Dreaming of My Love

It can be hard to believe that anything happens after we die. At least, anything meaningful. It can be hard to believe that any of us, any part of us, linger after the only carrier of our Self has been placed, with finality, out of commission. For those of us raised with religions we grew out of, hanging onto any kind of faith in a beyond feels sticky.

Last night, I dreamed I was dancing with my grandmother in her kitchen. The one we left behind, when the feet of her grandchildren got too large for her tiny hallways. We waited as long as we could, waited until my grandfather died while I was dreaming of him as Johnny Cash at a summer camp, and then we exploded. The new house has never been my home. It’s a storage unit, one which seems to be fit to burst at the seams with loneliness or unused relics of another life.

I danced with my grandmother in her kitchen. She was heating a cup of coffee in the microwave over the stove, and I was proud to be tall enough to reach it for her on my tiptoes. As the coffee went around and around, she stood behind me and led me in a dance my earthly body has yet to master. She had been a square dancer, and a damn good one alongside my grandfather and their best friends, but this dance moved to a Latin beat I’d never seen her move in her own earthly body.

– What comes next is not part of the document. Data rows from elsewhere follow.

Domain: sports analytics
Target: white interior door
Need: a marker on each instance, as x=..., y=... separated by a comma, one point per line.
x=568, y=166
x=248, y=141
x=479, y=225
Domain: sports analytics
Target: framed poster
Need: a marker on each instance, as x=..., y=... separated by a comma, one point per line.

I’d like to think that Heaven, whatever it is for or to the rest of us, is a dance floor for her. At least some of the time. I’d like to believe she’s dancing with a host of new friends, who also loved moving their earthly bodies more than anything. Their celestial bodies must be learning from each other. Can you imagine? Square tango, Lindynatyam, whirling waltz, any movement we make in joy on Earth, combining and amplifying beyond human comprehension somewhere beyond.

She visits me in the birds when I’m awake, and always with a hug when my eyes are closed. I’ve learned to be thankful for every dream, especially the ones that bridge the distance between MeeMee and me.